Huh, interesting assessment. Most people generally have inverse opinions with regards to Roy and Jahn.
Don’t get me wrong though, I totally get where you’re coming from. Quite frankly, Jahn is such a nothing character in the original that I had absolutely no clue what to do with him. So for the first half of the game I made him into a joke, and for the second I gave him a dynamic with the toddler. It was all very improvised and scattered.
All in all, you can tell Hag was actually my fourth project haha. I had to make a lot of mistakes along the way, and learn from them, to get to that point. Three years later, I probably would’ve written much of Eckesachs differently - but then, hindsight is 20/20. And at this point I probably wouldn’t make Eckesachs, anyway.

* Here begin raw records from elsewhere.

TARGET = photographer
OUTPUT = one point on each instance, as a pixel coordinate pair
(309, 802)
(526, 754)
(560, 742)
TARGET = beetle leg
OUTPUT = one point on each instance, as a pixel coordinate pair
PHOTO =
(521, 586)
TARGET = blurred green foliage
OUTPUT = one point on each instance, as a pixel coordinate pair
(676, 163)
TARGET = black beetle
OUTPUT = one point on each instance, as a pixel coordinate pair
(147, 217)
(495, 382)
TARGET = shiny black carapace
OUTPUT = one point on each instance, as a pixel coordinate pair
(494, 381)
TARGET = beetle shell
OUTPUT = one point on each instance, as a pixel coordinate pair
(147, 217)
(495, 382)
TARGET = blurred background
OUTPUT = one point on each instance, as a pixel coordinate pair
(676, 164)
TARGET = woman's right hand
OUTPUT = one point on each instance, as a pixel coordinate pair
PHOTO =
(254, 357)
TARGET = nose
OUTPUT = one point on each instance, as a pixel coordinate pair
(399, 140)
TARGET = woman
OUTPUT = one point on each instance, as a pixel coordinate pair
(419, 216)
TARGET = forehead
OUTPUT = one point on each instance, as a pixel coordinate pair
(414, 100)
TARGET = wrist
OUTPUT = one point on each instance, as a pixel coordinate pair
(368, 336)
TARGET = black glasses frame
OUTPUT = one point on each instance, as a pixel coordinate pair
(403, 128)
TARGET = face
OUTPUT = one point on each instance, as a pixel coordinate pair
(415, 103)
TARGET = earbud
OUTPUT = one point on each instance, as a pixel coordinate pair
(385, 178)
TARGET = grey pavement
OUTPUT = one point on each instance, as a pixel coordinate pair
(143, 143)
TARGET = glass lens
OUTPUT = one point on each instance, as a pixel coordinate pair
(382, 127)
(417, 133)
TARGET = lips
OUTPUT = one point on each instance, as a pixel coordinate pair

Well, now all that’s left is for you to play The Princess’s Lament so you can see me write even worse
EDIT: Added the compilation to the OP, as well as Dark Stone’s because I forgot to do it when you first made it.
Ha, well, it probably helps that I’m not a fan of Roy in the first place, so I didn’t mind the character assassination. In general I dislike bland goody-two-shoes lords, so it was entertaining to see you give him some more spice.
Haha, sorry, I don’t think so. There are hacks by other authors I want to try out.
Honestly, that’s the right call. TPL was an experiment, and at the time I had a blast making it, but right now I consider it a relic. A relic that occasionally haunts my nightmares whenever someone jumpscares me with my crappy edit of Eirika. Sheesh…
Oh, is that where Sadrika comes from?
Every so often someone pulls her up again. She haunts me. Like a very sad ghost with a shrunken face.